Havia uma menina que, terminado um teste, recorria chorosa aos seus carinhos, porque achava que lhe tinha corrido mal. Normalmente, a nota acabava por ser boa, e a Susana (assim se chamava a menina) vinha mostrar-lha sorridente. Ia poder mostrar à mãe, que ia ficar satisfeita. Quando a nota era mais baixa, embora sempre positiva, a mãe ralhava-lhe e dizia que ela precisava de estudar mais. D.ª Flávia prometeu arranjar-lhe um remédio milagroso, que lhe ia tirar o medo de fazer testes. Era um remédio muito caro que ela mandava vir do estrangeiro e só dava a meninos especiais. E era um remédio mágico que não fazia mal a ninguém. Com esse remédio, a Susana deixaria de ter medo de fazer os testes. E assim foi. Antes de cada teste, a Susana ia ter com a D.ª Flávia, que lhe dava um comprimido branco, muito caro e especial, próprio para meninos especiais. O suposto comprimido não era mais do que uma bolinha de adoçante. Susana ia para o teste tranquila e confiante e, no fim, vinha contar à D.ª Flávia como lhe tinha corrido, sempre de sorriso nos lábios.
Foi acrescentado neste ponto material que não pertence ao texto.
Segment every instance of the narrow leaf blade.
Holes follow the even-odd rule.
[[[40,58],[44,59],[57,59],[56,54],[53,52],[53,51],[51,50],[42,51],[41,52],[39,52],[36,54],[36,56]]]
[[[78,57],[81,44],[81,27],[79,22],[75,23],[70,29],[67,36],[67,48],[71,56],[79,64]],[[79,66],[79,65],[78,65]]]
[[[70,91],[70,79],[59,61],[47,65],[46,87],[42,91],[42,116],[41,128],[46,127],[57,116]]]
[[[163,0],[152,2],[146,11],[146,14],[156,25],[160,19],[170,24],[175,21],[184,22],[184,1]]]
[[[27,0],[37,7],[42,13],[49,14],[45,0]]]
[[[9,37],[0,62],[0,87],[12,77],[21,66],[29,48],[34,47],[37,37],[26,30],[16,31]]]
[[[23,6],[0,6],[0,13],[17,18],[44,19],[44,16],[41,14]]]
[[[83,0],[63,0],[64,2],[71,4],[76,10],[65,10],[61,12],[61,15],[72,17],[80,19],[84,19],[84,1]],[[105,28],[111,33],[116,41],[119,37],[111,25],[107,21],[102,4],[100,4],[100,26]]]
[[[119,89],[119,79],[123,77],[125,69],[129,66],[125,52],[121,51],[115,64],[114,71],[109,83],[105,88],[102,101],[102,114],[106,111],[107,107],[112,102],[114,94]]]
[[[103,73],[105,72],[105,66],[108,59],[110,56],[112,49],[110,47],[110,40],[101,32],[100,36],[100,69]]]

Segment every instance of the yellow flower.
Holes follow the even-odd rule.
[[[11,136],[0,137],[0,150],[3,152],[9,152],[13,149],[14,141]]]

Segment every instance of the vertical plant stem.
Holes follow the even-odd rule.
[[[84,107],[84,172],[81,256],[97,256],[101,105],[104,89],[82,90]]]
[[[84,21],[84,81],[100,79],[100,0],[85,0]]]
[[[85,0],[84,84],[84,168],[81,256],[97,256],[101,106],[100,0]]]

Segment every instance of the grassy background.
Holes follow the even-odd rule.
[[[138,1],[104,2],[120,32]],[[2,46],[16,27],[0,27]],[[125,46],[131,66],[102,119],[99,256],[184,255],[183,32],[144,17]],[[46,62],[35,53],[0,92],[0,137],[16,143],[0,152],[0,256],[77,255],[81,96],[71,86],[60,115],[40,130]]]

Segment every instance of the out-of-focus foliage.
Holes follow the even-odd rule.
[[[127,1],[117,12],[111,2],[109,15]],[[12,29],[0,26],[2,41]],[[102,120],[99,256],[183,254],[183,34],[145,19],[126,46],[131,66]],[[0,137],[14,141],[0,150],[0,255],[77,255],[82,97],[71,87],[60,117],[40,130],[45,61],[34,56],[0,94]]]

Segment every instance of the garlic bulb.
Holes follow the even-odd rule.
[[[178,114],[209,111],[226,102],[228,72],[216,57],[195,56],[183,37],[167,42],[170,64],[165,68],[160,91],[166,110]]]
Artur era um menino que não conseguia habituar-se à nova escola. Tinha medo de ir para o recreio, porque tinha passado a ser um dos meninos mais pequenos e tinha medo dos grandes. Nos intervalos, procurava ficar a um canto e escapar das ordens de ir para o recreio. D.ª Flávia não deixou de reparar nele e abordou-o. Perante as confidências do menino, prometeu-lhe um chá milagroso. Era um chá muito caro que ela mandava vir do estrangeiro e que só dava a meninos especiais. Ia fazê-lo sentir-se mais calmo e confiante. Ela iria trazê-lo de casa e entregá-lo no bufete, dando instruções à sua colega para só o servir ao Artur. Artur passou a ir ao bufete tomar o tal chá milagroso, que D.ª Ilda, a assistente operacional aí em serviço, só lhe servia a ele. E resultava! Ficava mais contente, mais calmo e mais confiante. Não deixou de conversar e confidenciar com D.ª Flávia, que o aconselhava a juntar-se aos meninos da sua turma nos intervalos. Com o chá e os conselhos da D.ª Flávia, o Artur foi-se afoitando no recreio e na sua exploração. As lágrimas e os receios foram ficando para trás. O suposto chá estrangeiro era um comum chá de cidreira.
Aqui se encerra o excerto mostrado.